Molecular pathogenesis of emphysema

Abstract

Emphysema is one manifestation of a group of chronic, obstructive, and frequently progressive destructive lung diseases. Cigarette smoking and air pollution are the main causes of emphysema in humans, and cigarette smoking causes emphysema in rodents. This review examines the concept of a homeostatically active lung structure maintenance program that, when attacked by proteases and oxidants, leads to the loss of alveolar septal cells and airspace enlargement. Inflammatory and noninflammatory mechanisms of disease pathogenesis, as well as the role of the innate and adaptive immune systems, are being explored in genetically altered animals and in exposure models of this disease. These recent scientific advances support a model whereby alveolar destruction resulting from a coalescence of mechanical forces, such as hyperinflation, and more recently recognized cellular and molecular events, including apoptosis, cellular senescence, and failed lung tissue repair, produces the clinically recognized syndrome of emphysema.

Figure 1. Normal versus emphysematous alveoli.

Figure 2. Human emphysema.

(A) Chest CT scan of a 56-year-old man with COPD demonstrating a profound loss of the lung parenchyma and paucity of lung vessels. (B) Whole-lung section demonstrating ubiquitous “holes,” i.e., emphysema. (C) Histology of end-stage emphysematous lung.

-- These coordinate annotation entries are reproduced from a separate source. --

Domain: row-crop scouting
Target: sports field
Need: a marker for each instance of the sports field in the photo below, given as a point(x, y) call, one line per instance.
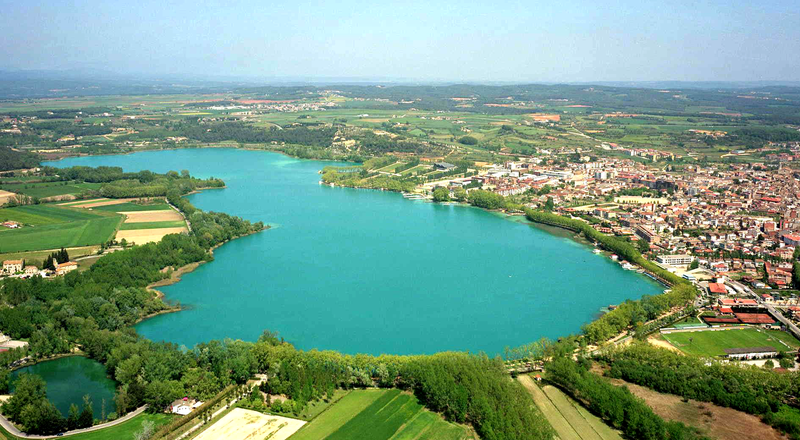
point(51, 226)
point(569, 419)
point(380, 415)
point(714, 343)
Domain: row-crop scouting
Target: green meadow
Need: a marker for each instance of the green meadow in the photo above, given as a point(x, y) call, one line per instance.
point(51, 227)
point(49, 189)
point(714, 343)
point(380, 415)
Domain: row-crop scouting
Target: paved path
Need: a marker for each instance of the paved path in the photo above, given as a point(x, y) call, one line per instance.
point(8, 426)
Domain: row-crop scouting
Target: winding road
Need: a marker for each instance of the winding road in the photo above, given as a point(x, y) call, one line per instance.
point(8, 426)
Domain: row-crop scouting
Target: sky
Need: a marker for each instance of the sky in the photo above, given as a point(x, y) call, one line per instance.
point(487, 41)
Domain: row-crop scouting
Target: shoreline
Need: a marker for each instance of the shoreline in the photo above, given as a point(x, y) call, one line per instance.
point(177, 274)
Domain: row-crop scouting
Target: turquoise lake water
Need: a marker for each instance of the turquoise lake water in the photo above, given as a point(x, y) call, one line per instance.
point(70, 378)
point(363, 271)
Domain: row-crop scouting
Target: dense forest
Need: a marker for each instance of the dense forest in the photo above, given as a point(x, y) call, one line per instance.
point(745, 388)
point(615, 405)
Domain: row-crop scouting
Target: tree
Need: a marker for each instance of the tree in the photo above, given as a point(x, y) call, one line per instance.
point(147, 431)
point(460, 194)
point(441, 194)
point(42, 417)
point(72, 418)
point(29, 389)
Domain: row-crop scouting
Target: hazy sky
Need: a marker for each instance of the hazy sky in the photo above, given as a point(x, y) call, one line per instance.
point(555, 40)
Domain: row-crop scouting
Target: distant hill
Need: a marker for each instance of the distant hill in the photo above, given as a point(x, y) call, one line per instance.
point(14, 160)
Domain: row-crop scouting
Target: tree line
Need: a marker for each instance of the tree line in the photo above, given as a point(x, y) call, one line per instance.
point(754, 390)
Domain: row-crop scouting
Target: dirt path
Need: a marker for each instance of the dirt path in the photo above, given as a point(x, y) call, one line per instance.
point(8, 426)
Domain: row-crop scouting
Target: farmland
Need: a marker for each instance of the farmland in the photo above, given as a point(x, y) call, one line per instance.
point(124, 430)
point(49, 189)
point(51, 226)
point(246, 424)
point(380, 415)
point(713, 343)
point(568, 418)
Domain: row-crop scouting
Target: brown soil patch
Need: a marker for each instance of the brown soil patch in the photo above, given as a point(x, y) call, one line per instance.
point(245, 424)
point(541, 117)
point(151, 216)
point(82, 202)
point(715, 421)
point(142, 236)
point(5, 196)
point(103, 203)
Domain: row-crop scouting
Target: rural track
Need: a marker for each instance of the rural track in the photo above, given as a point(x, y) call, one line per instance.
point(8, 426)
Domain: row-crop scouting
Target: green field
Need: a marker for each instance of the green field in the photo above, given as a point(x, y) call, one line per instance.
point(569, 419)
point(128, 207)
point(124, 430)
point(153, 225)
point(380, 415)
point(49, 189)
point(713, 343)
point(51, 227)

H&E staining; magnification, ×40. The loss of alveolar septal cells is not accompanied (in this specimen) by significant inflammatory cell accumulation.

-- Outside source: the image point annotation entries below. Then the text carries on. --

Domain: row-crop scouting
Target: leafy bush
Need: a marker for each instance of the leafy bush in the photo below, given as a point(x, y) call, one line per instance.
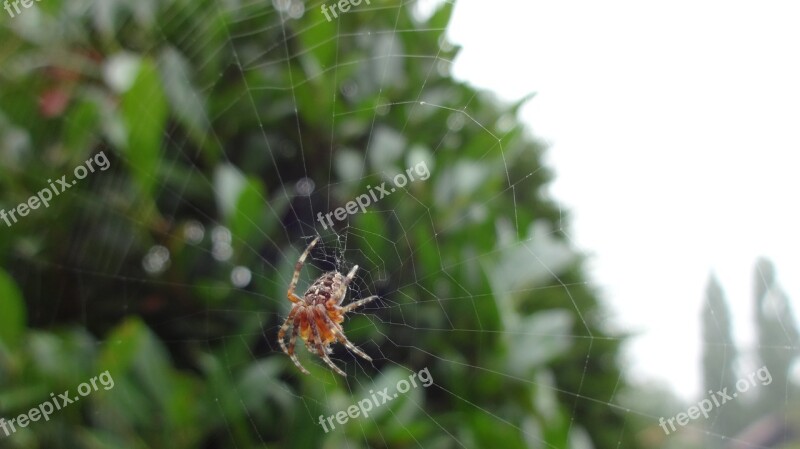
point(216, 118)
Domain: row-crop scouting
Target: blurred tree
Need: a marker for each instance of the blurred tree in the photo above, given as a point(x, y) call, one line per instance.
point(214, 115)
point(719, 360)
point(778, 342)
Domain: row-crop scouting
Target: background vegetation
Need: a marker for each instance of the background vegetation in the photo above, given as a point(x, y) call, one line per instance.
point(217, 117)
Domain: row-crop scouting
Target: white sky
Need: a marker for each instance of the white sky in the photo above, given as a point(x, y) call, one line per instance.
point(674, 131)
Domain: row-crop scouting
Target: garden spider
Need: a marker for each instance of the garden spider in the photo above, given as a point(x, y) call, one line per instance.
point(318, 314)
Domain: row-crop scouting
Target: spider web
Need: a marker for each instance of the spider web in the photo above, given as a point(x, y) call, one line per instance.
point(375, 326)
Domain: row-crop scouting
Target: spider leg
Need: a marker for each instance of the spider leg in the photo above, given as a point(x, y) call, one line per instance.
point(350, 275)
point(290, 350)
point(337, 330)
point(321, 351)
point(297, 267)
point(358, 303)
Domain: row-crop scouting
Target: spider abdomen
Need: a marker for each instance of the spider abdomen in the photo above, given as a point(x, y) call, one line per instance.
point(330, 285)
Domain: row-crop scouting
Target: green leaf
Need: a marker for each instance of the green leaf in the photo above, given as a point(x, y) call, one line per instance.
point(12, 318)
point(248, 219)
point(144, 112)
point(184, 99)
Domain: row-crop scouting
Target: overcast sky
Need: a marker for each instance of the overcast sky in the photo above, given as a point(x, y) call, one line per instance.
point(674, 131)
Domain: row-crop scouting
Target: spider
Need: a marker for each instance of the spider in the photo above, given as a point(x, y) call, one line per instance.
point(318, 314)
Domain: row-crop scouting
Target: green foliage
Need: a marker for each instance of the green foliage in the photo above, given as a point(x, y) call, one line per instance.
point(211, 112)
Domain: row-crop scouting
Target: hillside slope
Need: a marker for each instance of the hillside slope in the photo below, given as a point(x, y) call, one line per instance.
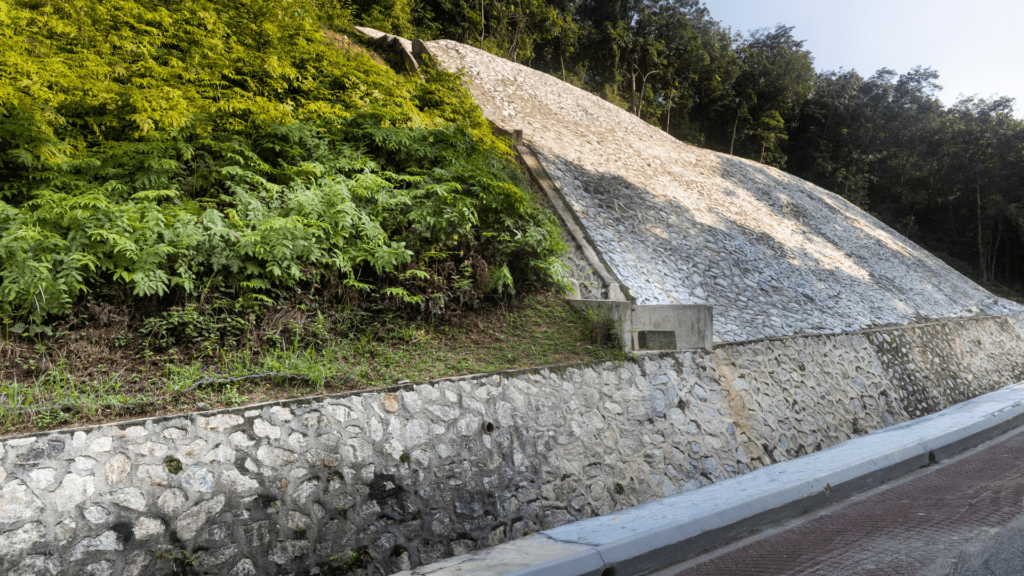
point(679, 224)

Figure 3. Proteolytic destruction of the elastin fiber network by cigarette smoke–activated inflammatory cells.

This schematic illustrates the dense elastin fiber network in the lung; the elastin fibers form a particularly dense network around lung capillaries. Neutrophils, macrophages, and dendritic cells have been recognized as producers of proteases. In addition to neutrophil elastase and MMP-12, there have been a myriad of proteases identified in human and animal emphysema that can degrade elastin, collagen, and fibronectin. Loss of the alveolar septal scaffold after enzymatic degradation of various matrix proteins causes airspace enlargement. Elastin peptides are chemotactic and can attract additional inflammatory cells into the lung, thus generating a vicious cycle.

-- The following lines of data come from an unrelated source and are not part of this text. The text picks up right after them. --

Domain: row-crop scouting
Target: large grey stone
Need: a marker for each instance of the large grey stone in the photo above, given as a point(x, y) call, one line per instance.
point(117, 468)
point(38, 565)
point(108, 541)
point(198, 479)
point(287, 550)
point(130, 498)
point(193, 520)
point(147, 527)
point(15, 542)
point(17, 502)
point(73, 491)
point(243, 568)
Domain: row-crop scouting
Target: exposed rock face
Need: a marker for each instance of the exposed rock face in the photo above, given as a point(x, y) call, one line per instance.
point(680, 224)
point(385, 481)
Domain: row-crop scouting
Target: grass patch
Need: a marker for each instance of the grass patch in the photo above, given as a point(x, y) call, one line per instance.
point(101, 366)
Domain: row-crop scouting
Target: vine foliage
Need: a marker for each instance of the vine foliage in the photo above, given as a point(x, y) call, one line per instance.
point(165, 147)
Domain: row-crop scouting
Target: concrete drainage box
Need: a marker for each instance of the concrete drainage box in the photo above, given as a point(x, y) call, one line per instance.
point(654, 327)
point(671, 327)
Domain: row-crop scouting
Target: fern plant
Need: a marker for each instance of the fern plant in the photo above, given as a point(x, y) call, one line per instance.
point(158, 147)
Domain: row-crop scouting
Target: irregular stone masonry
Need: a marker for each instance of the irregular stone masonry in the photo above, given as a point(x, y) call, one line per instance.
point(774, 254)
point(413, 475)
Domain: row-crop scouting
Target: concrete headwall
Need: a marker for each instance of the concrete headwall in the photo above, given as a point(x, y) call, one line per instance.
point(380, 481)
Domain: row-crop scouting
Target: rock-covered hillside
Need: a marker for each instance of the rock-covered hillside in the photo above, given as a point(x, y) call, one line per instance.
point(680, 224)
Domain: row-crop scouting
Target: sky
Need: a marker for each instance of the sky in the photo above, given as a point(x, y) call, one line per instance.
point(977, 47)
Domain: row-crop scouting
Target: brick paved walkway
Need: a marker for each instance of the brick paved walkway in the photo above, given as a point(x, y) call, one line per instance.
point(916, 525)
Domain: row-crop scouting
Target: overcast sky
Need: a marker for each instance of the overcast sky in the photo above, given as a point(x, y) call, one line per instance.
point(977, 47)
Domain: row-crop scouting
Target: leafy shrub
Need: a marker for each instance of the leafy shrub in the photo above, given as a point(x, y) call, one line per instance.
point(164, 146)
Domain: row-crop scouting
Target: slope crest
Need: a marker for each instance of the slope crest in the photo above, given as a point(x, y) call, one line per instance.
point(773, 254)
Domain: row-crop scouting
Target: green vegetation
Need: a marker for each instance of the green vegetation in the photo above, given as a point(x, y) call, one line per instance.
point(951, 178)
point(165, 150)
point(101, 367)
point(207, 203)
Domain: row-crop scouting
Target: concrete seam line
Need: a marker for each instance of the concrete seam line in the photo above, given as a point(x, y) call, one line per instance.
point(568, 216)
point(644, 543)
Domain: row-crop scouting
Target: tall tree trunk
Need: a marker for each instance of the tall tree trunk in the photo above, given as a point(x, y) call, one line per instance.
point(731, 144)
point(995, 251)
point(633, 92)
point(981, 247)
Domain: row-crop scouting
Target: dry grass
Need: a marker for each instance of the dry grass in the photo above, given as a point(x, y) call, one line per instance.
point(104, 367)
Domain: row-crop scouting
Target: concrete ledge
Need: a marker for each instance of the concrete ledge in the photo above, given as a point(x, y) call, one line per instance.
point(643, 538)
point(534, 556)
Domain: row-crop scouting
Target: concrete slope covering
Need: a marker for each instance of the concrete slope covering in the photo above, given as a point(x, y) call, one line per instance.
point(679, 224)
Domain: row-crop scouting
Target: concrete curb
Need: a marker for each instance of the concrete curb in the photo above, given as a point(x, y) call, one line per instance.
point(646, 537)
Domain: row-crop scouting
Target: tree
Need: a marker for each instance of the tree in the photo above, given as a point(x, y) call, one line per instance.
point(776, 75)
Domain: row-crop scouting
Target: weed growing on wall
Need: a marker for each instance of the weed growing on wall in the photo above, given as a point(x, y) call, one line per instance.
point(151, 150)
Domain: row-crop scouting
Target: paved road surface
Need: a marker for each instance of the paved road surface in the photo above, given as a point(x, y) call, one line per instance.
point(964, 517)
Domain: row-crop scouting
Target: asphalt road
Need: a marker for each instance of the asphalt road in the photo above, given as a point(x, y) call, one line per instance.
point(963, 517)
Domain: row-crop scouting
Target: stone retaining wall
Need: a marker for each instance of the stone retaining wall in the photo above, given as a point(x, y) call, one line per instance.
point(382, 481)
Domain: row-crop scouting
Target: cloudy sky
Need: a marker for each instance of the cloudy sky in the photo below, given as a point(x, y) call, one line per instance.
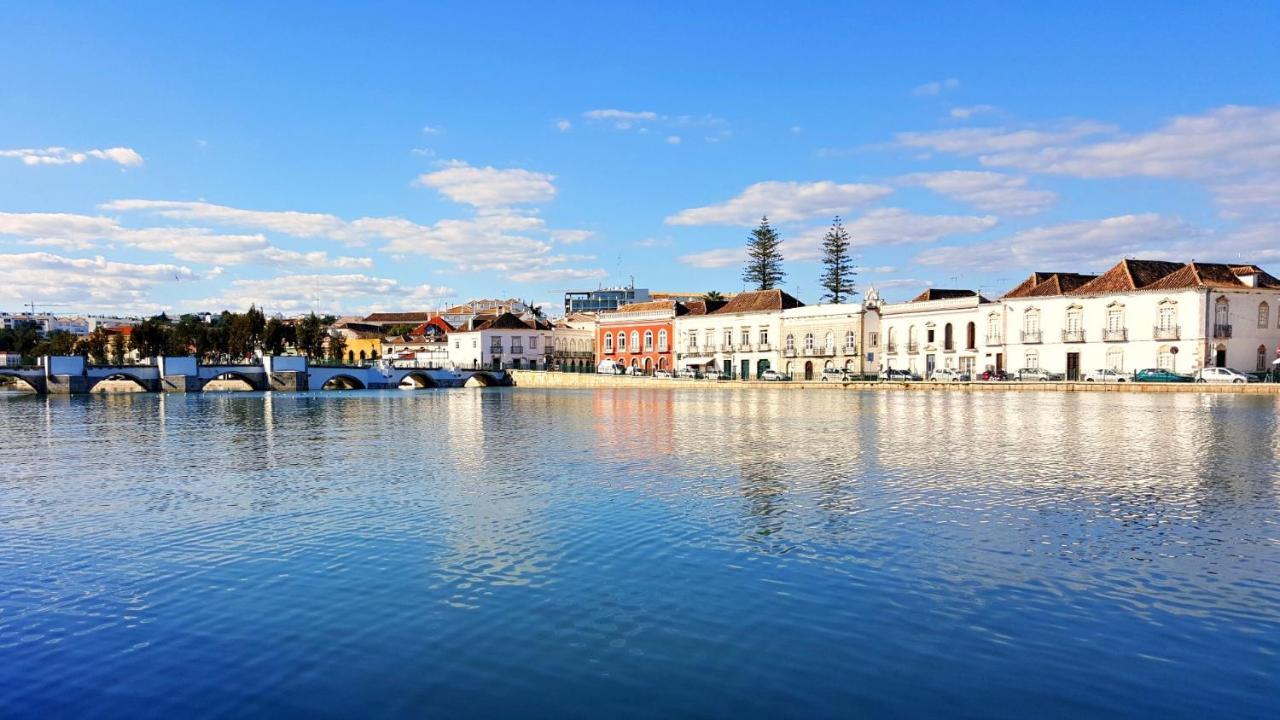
point(181, 158)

Figure 4. One pathway likely involved in lung cell structure maintenance.

VEGF gene expression is controlled by hypoxia-inducible factor 1α (HIF-1α). In endothelial cells, synthesis of prostacyclin (PGI₂) and NO is one outcome of VEGFR activation. Reactive oxygen species can damage the promoter region of the VEGF gene and thus impair VEGF transcription. Activation of VEGFR2 induces NO production. NO and PGI₂ promote endothelial cell survival. While it is known that VEGFR2 activation promotes NO production, the link between VEGFR2 activation and PGI₂ synthesis still needs to be established.